OP, Jen Thompson, who outbenches this entire thread, recommends 2x. Go wherever's comfortable and strong, which is going to medium-wide to max legal for most people.

lesser rom, easier to fuck up your infrasupinatus, less pec contraction overall (locking out will happen before your pecs have completed max rom)

but good luck getting an extra fake 5kg on your max phaggots

The upper half of your rep with benching is more triceps than chest though so wouldn't wider just lessen that? And also don't forget to pinch your shoulder blades together to feel it more in your chest rather than your front delts.

Loooooooool solid "I read an anatomy article once" broscience my guy. For a lot people, a wider grip is much more comfortable on the shoulders.

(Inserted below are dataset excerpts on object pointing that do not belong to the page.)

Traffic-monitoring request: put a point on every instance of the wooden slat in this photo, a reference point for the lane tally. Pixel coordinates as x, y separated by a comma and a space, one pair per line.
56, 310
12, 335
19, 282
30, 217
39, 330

Take the distance between both acromial processes and multiply by 1.5. how hard is that?

>2017
>not bringing a measuring tape to measure your grip width

Shibbibbilly doowop diggy diggu san okatu desu senpai

The greatest ghet is coming up.

>"I bench less than 120kg" : the post

Or you could just experiment with different grip widths to see which one you feel strongest with and gives you the most muscle development.

But that's way too rational and non-autistic a solution for Veeky Forums.

Post yfw I've hit 285 in an IPF meet nigger. At 183.

Thanks for the input. I'll try out wider grip next time and see how it feels. Should be easier to dig the scapula's into the bench that way too instead of consciously making sure they're in the right position as well

Not really. I still lower the bar to my chest and push it up. I'm getting full work everywhere but my triceps. At the end of a regular grip bench, your triceps pick up a lot of the work to fully extend your arms, so your chest's work is pretty much done. Using a wide grip takes focus off the triceps and puts it totally on your chest. As long as you're moving from the starting position to chest and back to starting position, your chest is still getting its full workout. Like I said, it was advice given to me by my idol and it's worked for us. Go for whatever grip you feels like works for you, but I'll stick with the wide grip.

You don't read so good, huh?

bench 170kg

6'1 and bench with a narrow grip because it just feels better

How about not being autistic and grabbing the bar the way you're most comfortable.

>most comfortable = best
How's planet fitness treating you

So what's the general fucking consensus?

I just measured 1.5x for me and it's well within the rings. A ridiculous amount actually. 2x the way to go?

>There's no such thing as an acromial process
>That pic very much looks like you're measuring from the coracoid process rather than the acromion.
Article sounds like shit to me. Listen to your body user, if a grip feels like it's fucking your shoulder then don't use it, no matter what te articles say.